Dexter Rating – Easy

It has become a for showrunners. The term implies: Do not outstay your narrative welcome. Do not prioritize shock over character. And for the love of god, do not make your meticulous serial killer a lumberjack.

| Show | Peak Season | Decline Start | Finale Infamy | Dexter Rating (Subjective) | |------|-------------|---------------|----------------|----------------------------| | | S4 (Trinity) | S5 | Lumberjack | 10/10 (The benchmark) | | Game of Thrones | S4 (The Lion and the Rose) | S7 (teleporting, plot armor) | "Dany kind of forgot" | 9.5/10 | | House of Cards (US) | S2 (Knock on the door) | S5 (Post-Spacey) | Claire looks at camera | 7/10 | | Weeds | S3 (Agrestic fire) | S4 (Moving to Ren Mar) | Subprime mortgage joke | 8/10 | | Heroes | S1 ("Save the cheerleader") | S2 (Writer's strike) | Vol. 4: Fugitives | 9/10 | dexter rating

Then came the finale.
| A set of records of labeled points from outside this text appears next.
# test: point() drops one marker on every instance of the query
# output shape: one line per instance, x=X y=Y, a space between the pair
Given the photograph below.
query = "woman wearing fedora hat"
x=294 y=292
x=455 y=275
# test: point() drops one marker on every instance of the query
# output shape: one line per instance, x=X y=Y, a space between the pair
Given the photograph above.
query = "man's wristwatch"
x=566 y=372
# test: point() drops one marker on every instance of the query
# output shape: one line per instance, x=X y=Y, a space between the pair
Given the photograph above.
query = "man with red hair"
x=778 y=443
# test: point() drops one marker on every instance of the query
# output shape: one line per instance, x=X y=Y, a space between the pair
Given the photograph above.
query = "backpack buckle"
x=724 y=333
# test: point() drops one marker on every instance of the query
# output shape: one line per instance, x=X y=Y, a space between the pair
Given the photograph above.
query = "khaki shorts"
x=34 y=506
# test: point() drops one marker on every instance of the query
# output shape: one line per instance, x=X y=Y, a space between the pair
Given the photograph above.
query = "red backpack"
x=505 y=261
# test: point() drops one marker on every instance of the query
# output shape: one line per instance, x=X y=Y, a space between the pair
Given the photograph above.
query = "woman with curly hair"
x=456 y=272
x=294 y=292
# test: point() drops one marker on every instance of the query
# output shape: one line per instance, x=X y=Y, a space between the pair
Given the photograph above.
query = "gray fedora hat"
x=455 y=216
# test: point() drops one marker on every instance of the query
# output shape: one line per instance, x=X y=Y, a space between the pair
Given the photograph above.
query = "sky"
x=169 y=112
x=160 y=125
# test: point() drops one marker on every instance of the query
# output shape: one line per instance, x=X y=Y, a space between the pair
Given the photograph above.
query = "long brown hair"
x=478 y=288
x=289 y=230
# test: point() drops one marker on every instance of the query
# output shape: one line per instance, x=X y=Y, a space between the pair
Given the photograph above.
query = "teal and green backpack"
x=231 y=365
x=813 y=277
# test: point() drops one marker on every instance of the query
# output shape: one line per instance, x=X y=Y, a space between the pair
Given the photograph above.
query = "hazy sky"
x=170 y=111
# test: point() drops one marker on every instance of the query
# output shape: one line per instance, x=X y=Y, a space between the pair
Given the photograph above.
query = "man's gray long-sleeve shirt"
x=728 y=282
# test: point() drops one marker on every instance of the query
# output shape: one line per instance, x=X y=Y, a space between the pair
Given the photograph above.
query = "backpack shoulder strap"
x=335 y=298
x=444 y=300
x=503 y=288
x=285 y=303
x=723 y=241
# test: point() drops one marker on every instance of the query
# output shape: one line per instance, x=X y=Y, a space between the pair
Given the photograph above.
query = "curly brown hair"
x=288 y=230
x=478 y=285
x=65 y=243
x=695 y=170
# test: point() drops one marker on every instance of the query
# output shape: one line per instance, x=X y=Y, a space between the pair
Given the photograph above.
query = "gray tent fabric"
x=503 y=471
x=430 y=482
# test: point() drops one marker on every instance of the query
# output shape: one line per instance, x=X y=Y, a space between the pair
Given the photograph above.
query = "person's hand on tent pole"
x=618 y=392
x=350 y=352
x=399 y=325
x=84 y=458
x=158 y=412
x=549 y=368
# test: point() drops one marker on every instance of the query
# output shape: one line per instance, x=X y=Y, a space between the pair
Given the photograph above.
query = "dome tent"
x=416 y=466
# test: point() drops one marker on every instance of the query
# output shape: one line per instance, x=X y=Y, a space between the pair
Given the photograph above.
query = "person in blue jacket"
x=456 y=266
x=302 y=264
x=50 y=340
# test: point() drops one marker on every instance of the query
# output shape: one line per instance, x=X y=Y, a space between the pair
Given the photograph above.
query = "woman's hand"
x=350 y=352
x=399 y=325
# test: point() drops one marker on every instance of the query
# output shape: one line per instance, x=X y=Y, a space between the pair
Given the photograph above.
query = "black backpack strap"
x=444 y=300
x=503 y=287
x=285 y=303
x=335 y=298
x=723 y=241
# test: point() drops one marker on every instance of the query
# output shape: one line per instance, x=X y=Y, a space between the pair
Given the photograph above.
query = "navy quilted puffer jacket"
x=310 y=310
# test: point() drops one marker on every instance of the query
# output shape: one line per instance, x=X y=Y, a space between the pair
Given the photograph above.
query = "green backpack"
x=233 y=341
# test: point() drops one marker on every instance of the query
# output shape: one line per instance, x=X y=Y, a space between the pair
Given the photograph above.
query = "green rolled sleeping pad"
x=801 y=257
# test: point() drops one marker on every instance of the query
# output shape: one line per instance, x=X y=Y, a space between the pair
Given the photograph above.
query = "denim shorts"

Dexter kills an innocent coach (breaking his code), his son Harrison shoots him, and Dexter dies bleeding out in the snow. He is buried in an unmarked grave next to his victims. It has become a for showrunners

Or, more simply:

To have a high Dexter Rating is to be a cautionary tale. To have a low one is to be a legend. And for fans of television, the Dexter Rating serves one crucial purpose: it reminds us that —and that sometimes, the only way to win is to quit while you’re ahead, before you find yourself alone in a cabin, growing a beard, wondering where it all went wrong. And for the love of god, do not

More bluntly, the "Dexter Rating" is a measure of

Where lower final season quality produces a higher (worse) DR.